[Toybox] pathological case in sed s///g

Mon May 6 08:56:53 PDT 2019

i think you might be able to use REG_STARTEND to avoid the implicit
strlen: https://www.freebsd.org/cgi/man.cgi?query=regex&sektion=3&manpath=freebsd-release-ports

REG_STARTEND
   The string is considered to start at string +
   pmatch[0].rm_so and to end before the byte located at
   string + pmatch[0].rm_eo, regardless of the value of
   nmatch.  See below for the definition of pmatch and nmatch.
   This is an extension, compatible with but not specified by
   IEEE Std 1003.2 (``POSIX.2''), and should be used with cau-
   tion in software intended to be portable to other systems.

   Without REG_NOTBOL, the position rm_so is considered the
   beginning of a line, such that `^' matches before it, and
   the beginning of a word if there is a word character at
   this position, such that `[[:<:]]' and `\<' match before
   it.

   With REG_NOTBOL, the character at position rm_so is treated
   as the continuation of a line, and if rm_so is greater than
   0, the preceding character is taken into consideration.  If
   the preceding character is a newline and the regular
   expression was compiled with REG_NEWLINE, `^' matches
   before the string; if the preceding character is not a word
   character but the string starts with a word character,
   `[[:<:]]' and `\<' match before the string.
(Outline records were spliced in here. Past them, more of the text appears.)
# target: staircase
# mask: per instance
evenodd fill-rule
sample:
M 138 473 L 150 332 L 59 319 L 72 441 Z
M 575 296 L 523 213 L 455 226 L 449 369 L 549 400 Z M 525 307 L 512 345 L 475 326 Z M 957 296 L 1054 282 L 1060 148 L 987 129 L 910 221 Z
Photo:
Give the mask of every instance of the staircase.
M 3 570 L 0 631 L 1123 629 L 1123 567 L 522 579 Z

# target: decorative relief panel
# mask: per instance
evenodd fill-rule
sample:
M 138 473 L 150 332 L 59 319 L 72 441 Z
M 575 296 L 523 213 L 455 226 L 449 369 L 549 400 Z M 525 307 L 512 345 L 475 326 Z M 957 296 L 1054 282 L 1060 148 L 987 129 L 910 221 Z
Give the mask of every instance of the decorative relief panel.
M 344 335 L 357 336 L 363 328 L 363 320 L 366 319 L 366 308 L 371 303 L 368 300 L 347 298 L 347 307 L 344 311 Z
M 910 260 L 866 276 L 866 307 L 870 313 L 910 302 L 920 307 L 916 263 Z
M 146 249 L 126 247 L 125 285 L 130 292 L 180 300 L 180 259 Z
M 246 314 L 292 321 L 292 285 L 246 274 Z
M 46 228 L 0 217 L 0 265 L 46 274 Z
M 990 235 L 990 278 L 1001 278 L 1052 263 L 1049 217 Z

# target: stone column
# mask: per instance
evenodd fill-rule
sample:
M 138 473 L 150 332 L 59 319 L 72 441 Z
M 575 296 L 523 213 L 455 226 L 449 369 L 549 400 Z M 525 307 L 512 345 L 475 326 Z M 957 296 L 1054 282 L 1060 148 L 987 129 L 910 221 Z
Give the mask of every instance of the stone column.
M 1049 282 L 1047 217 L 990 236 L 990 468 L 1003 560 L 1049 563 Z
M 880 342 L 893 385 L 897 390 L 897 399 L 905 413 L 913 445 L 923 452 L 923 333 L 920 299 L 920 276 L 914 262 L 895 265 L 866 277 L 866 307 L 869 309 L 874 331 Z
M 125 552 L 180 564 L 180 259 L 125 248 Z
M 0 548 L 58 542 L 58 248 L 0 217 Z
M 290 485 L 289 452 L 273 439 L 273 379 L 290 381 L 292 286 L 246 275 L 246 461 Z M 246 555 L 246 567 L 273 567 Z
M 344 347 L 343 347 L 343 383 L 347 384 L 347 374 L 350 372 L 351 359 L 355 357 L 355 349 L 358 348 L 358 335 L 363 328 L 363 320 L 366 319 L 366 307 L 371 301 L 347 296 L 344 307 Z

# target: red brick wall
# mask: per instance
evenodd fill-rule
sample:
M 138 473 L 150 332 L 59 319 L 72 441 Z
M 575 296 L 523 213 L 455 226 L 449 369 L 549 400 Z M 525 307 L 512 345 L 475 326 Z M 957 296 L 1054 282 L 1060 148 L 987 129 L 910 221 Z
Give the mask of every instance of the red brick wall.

From: Rob Landley <rob at landley.net>
Date: Sun, May 5, 2019 at 9:41 AM
To: enh
Cc: toybox

> On 5/3/19 2:42 PM, enh wrote:
> > On Fri, May 3, 2019 at 11:59 AM Rob Landley <rob at landley.net> wrote:
> >>
> >> On 5/3/19 1:56 PM, Rob Landley wrote:
> >>> On 5/3/19 1:05 PM, enh wrote:
> >>> But yeah, the new pessimal case after the change I'm making now would be a
> >>> megabyte of xyxyxyxy with 's/xy/x/g' _THAT_ would need the one output buffer
> >>> thing...
> >>
> >> And it can be avoided by an in-place copy that remembers "last gap" and doesn't
> >> copy trailing data until the _next_ hit (or we confirm there's no hit) so we
> >> know how much of the skipped data is "confirmed" and only copy it once we know
> >> we're keeping it.
> >
> > yeah, that's what i meant by only ensuring that the first n characters
> > are right.
> >
> >> So every kept byte is only copied once, and it can still be done in place for
> >> the shrinking case. (You'll have to realloc when you expand, but that's probably
> >> unavoidable...)
>
> Which I just did (not even trying in-place, everything gets copied once to a new
> string), and it's still way too slow.
>
> Time to dig out https://jvns.ca/perf-zine.pdf and see where it's spending its
> time... Sigh. I forgot quite how much I hate perf, but:
>
>   68.60%  sed      sed                [.] regexec0
>   29.93%  sed      [kernel.kallsyms]  [k] nmi
>    1.47%  sed      libc-2.24.so       [.] strlen
>    0.00%  sed      [kernel.kallsyms]  [k] __acct_update_integrals
>
> It's regexec0(). Hmmmm... ah, my NUL wrapper is essentially calling strlen() on
> the string before doing the regex each time (to figure out where the null to
> skip to next is), that should go _after_ it tries to match this segment...
>
> Ok, and now that I've fixed that it's _still_ taking forever and strlen() is
> dominating, but regexec0() is basically calling regexec() as the first thing and
> returning immediately when it hits? The only thing that could be calling
> strlen() is libc's regexec()? Hmmm...
>
> @@ -473,11 +473,15 @@ static void sed_line(char **pline, long plen)
>          mlen, off, newlen;
>
>        // Loop finding match in remaining line (up to remaining len)
> -      while (!regexec0(reg, rline, len-(rline-line), 10, match, mflags)) {
> +//      while (!regexec0(reg, rline, len-(rline-line), 10, match, mflags)) {
> +while (!strncmp(rline, "x", 1)) {
> +  match[0].rm_eo = 1;
> +  match[1].rm_so = 0;
> +
>
> And _that_ completes a megabyte input line basically instantly. It's regexec()
> calling strlen() each time pulling (n^2)/2 bytes (half a terabyte?) through the
> l1 cache that's taking up all the time now.
>
> Grrr. So I either have to write my own regex plumbing (which I can do, I've done
> it before years ago, but I really didn't _want_ to here because LIBC HAS ONE),
> or I need to make my wrapper special case literal matches, which means they
> don't have... let's see... (For the honor of <strike>greyskull</strike> "man 7
> regex"...)
>
>   ^|.[*+?(\{$
>
> Sigh. If I _was_ going to write my own regex plumbing I could make it take a
> length and properly match NUL bytes. On the one hand that's really a post-1.0
> todo item. On the other hand we're talking maybe 200 lines of code here, _and_
> it could probably speed up grep (I could go back to searching for multiple
> regexes in parallel... What _is_ involved in implementing lex, anyway...)
>
> Rob